En 1525 la guerre des Paysans vit Bucer, Capiton et Zell essayer en vain de détourner les révoltés de leurs actions violentes ; en ville elle provoqua la suppression de toutes les messes à l’exception de la messe quotidienne dans les quatre églises principales. À titre de remplacement Bucer et ses collègues tentèrent, sans succès, pendant cette année et les années suivantes, de faire adopter par les chapitres restés catholiques une liturgie réformée commune, sans messe. 1525 vit aussi dans le sud-ouest de l’Empire les premiers développements de la querelle sacramentaire entre réformateurs suisses et saxons : dès lors les Strasbourgeois, Bucer en tête, multiplièrent les prises de contact avec les deux camps dans l’espoir de trouver une solution d’entente sauvegardant l’unité du mouvement évangélique en Europe, aussi au point de vue politique. Dès 1526/1527 Bucer se trouva personnellement mêlé à cette querelle : gagné à une conception plutôt spiritualiste de la cène, proche par son subjectivisme de celle de Zwingli, il s’était cru autorisé à glisser dans sa traduction des sermons de Luther et dans celle du Psautier de Bugenhagen des passages sur l’eucharistie en contradiction avec l’interprétation avant tout objective de ses confrères wittembergeois. Ceux-ci réagirent publiquement et Bucer dut se défendre de sa supercherie dans son Apologia et dans sa Praefatio. Ces deux années furent aussi marquées à Strasbourg par les débuts et les progrès des mouvements radicaux dissidents, anabaptistes et spiritualistes, venus en particulier de Zurich, de Nuremberg et d’Augsbourg : conscient du danger qu’ils représentaient pour la nouvelle Église, Bucer monta en lice contre eux dès 1527 dans la Getreue Warnung et dans son premier Commentaire de l’Epître aux Ephésiens, à côté de son Commentaire des Synoptiques et de celui de l’Évangile selon Jean (1528).

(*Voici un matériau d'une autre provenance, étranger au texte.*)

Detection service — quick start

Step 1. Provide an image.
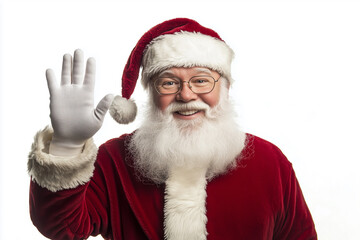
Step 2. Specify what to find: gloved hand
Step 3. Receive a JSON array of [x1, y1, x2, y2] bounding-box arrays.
[[46, 50, 113, 156]]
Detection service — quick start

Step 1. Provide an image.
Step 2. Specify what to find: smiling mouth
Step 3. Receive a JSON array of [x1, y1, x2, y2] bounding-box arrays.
[[175, 110, 200, 116]]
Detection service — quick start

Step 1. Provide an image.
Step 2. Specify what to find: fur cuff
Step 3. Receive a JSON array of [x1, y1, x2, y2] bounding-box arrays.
[[28, 127, 97, 192], [164, 168, 207, 240]]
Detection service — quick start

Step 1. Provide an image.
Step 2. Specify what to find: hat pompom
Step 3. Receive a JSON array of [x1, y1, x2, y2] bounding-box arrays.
[[109, 96, 137, 124]]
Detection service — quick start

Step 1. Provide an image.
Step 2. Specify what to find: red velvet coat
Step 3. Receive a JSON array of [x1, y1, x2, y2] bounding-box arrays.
[[30, 135, 317, 240]]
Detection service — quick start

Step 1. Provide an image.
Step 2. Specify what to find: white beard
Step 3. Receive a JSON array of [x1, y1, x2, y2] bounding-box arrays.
[[130, 83, 246, 183]]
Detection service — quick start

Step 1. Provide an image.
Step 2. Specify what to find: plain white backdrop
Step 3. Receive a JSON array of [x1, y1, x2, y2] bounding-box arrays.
[[0, 0, 360, 240]]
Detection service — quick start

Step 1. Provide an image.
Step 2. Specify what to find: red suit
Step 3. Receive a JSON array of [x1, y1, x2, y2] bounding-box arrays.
[[29, 130, 317, 240]]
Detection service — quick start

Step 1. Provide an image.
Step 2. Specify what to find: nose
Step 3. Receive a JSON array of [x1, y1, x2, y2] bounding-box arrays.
[[176, 81, 198, 102]]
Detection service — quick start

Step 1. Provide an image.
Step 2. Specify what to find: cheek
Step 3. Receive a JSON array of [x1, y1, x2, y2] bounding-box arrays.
[[202, 88, 220, 108]]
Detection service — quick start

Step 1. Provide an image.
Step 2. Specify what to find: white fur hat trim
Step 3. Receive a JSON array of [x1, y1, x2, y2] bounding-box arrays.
[[109, 96, 137, 124]]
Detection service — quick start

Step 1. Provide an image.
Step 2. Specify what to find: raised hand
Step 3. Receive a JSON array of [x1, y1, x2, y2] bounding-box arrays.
[[46, 50, 113, 155]]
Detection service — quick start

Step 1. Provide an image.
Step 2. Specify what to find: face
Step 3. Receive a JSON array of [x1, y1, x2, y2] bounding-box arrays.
[[154, 67, 221, 120]]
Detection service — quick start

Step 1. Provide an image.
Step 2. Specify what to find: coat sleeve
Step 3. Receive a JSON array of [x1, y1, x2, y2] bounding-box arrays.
[[274, 167, 317, 240], [28, 128, 110, 240]]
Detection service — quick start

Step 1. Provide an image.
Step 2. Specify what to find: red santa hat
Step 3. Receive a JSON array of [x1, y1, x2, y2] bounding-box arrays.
[[109, 18, 234, 124]]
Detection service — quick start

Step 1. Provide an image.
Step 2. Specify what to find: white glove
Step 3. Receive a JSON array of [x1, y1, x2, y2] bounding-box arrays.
[[46, 50, 113, 156]]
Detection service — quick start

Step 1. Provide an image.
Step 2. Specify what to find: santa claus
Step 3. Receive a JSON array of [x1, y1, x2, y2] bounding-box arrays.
[[28, 18, 317, 240]]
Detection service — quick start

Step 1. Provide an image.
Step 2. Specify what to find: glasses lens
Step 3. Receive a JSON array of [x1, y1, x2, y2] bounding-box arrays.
[[155, 78, 180, 94], [190, 76, 215, 93]]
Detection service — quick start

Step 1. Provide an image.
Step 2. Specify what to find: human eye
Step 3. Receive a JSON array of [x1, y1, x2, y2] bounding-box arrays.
[[158, 78, 179, 89], [191, 76, 211, 87]]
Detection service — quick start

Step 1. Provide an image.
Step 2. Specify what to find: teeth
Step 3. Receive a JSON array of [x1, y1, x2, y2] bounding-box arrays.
[[178, 110, 198, 116]]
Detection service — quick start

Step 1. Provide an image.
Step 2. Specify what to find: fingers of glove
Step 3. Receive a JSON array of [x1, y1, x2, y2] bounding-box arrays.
[[94, 94, 114, 122], [71, 49, 84, 84], [60, 54, 72, 86], [84, 58, 96, 89], [46, 69, 57, 95]]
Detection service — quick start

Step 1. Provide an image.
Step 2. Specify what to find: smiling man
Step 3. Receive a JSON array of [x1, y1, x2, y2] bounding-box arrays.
[[28, 18, 317, 240]]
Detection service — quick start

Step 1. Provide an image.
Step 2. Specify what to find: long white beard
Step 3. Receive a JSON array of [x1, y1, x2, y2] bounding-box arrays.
[[130, 87, 245, 183]]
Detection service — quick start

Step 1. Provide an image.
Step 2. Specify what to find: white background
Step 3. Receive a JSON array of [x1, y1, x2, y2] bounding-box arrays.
[[0, 0, 360, 240]]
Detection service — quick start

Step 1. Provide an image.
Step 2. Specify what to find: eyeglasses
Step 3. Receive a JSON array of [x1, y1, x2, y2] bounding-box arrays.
[[154, 76, 221, 95]]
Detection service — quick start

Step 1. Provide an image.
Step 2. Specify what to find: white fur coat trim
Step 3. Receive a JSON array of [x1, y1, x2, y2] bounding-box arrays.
[[28, 127, 97, 192], [142, 32, 234, 87], [164, 168, 207, 240]]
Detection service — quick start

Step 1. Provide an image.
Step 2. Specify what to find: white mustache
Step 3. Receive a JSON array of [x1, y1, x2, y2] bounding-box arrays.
[[166, 102, 210, 114]]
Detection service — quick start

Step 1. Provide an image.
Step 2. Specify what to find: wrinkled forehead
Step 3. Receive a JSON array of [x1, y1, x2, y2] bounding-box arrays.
[[156, 67, 213, 77]]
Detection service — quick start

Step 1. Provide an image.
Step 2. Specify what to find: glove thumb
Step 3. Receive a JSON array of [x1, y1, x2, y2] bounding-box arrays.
[[94, 94, 114, 122]]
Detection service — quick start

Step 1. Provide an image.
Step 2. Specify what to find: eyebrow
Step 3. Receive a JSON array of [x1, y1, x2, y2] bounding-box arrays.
[[195, 68, 211, 75], [158, 69, 174, 77]]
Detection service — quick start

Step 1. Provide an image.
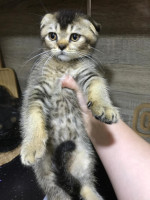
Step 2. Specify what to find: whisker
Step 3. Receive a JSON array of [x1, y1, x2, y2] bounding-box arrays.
[[90, 46, 104, 54], [26, 50, 50, 63]]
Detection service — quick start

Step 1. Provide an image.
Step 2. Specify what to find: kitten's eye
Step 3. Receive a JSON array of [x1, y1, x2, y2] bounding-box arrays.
[[70, 33, 80, 42], [48, 32, 57, 41]]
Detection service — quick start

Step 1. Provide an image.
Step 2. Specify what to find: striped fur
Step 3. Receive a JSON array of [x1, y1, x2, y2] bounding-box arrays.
[[21, 12, 119, 200]]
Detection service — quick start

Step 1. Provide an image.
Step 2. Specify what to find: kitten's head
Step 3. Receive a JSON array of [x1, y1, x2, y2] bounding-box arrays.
[[41, 11, 100, 61]]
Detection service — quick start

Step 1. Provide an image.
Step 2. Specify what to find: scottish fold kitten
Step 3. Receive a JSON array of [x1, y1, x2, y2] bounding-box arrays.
[[21, 11, 119, 200]]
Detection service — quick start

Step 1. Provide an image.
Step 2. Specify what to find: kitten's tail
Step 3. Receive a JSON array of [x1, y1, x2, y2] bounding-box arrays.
[[53, 140, 81, 200]]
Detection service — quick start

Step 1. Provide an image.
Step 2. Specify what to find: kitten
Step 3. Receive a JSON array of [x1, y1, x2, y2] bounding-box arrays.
[[21, 11, 119, 200]]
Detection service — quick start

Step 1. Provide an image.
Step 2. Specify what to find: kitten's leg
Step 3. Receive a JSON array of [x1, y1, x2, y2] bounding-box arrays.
[[70, 144, 103, 200], [80, 185, 104, 200], [21, 106, 47, 165], [88, 78, 119, 124]]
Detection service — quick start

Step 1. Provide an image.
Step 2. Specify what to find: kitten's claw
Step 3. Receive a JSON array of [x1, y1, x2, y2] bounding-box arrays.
[[91, 101, 120, 124], [95, 107, 120, 124], [20, 144, 46, 165], [87, 101, 92, 109]]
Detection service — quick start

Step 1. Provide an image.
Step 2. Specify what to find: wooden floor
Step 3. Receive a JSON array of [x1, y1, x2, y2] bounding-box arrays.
[[0, 0, 150, 141]]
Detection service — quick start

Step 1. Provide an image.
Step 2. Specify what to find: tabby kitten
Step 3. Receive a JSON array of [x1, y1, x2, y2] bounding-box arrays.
[[21, 11, 119, 200]]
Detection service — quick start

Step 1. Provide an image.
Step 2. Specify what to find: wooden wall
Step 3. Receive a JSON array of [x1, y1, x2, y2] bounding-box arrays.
[[0, 0, 150, 141]]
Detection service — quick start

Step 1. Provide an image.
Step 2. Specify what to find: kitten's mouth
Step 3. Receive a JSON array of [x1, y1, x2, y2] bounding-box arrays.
[[58, 51, 70, 61]]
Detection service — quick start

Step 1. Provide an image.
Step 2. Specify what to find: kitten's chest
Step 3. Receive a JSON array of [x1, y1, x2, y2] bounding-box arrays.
[[44, 61, 81, 82]]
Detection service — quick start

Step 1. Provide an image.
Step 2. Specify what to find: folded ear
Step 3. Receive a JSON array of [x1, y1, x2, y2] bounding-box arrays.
[[92, 20, 101, 33], [40, 13, 53, 29]]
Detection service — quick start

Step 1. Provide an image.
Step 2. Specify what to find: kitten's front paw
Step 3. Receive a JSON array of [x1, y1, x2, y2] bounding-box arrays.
[[88, 101, 120, 124], [20, 143, 46, 165]]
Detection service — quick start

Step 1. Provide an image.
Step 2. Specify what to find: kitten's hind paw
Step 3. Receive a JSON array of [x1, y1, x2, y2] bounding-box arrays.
[[20, 144, 46, 165]]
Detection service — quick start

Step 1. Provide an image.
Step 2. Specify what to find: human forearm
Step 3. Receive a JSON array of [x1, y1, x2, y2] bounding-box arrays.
[[89, 120, 150, 200]]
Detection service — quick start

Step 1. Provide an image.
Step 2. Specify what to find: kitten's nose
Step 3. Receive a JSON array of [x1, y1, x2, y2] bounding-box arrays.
[[59, 44, 66, 50]]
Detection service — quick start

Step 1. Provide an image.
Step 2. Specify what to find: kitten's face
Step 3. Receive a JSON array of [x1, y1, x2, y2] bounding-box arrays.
[[41, 12, 98, 61]]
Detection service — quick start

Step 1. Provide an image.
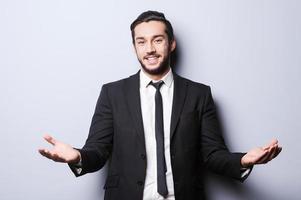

Au dehors de Strasbourg, en janvier 1528, en compagnie de Capiton il fit son entrée sur la scène européenne, en participant activement à la dispute de Berne qui aboutit à l’adoption de la Réforme par cet important canton helvétique. Il y fit la connaissance des prédicateurs de Suisse et d’Allemagne du sud-ouest venus à cette rencontre, en particulier du réformateur de Constance, Ambroise Blaurer, qui devint son principal confident. Il s’y initia aussi à la politique d’alliances évangéliques prônée par Zwingli. Cela lui donna encore plus d’assurance : sur la base de l’union sacramentelle eucharistique affirmée par Luther, il proposa une Vergleichung (1528) entre ce dernier et Zwingli. Pour dérouter l’Inquisition il publia en 1529 sous le pseudonyme d’Aretius Felinus un Commentaire des Psaumes, dédié au dauphin de France, se présentant comme le travail d’un théologien français et témoignant d’une connaissance approfondie de l’exégèse rabbinique. À Strasbourg enfin il soutint à fond la campagne pour l’abolition immédiate de la messe qui aboutit le 20 février 1529 à la suppression des quatre messes encore autorisées en 1525 et à l’entrée définitive de la ville dans le camp protestant.

II 1529-1539.

Mais il ne suffisait pas de réduire l’ancienne Église au silence à Strasbourg, il fallait aussi défendre la nouvelle contre les non-conformistes et lui donner une structure la rendant mieux apte à remplir sa mission de christianiser toujours davantage le corps social de la cité. Bucer se consacra à ces deux tâches, à côté de son travail de pasteur de Saint-Thomas (à partir de 1530), de professeur d’exégèse et d’auteur d’ouvrages théologiques (2e et 3e édition de ses Commentaires sur les Évangiles, 1530 et 1536, Catéchismes, 1534 et 1537, Commentaire sur l’Épître aux Romains, 1536, traité Von der wahren Seelsorg, 1538). Dans sa lutte contre les non-conformistes il disputa non sans succès avec Marpeck (fin 1531-début 1532), avec Schwenckfeld, Clément Ziegler ©, et Melchior Hoffman © au synode de juin 1533, puis avec les adhérents les plus instruits de ce dernier, qui se rallièrent à l’Église officielle en 1538/1539.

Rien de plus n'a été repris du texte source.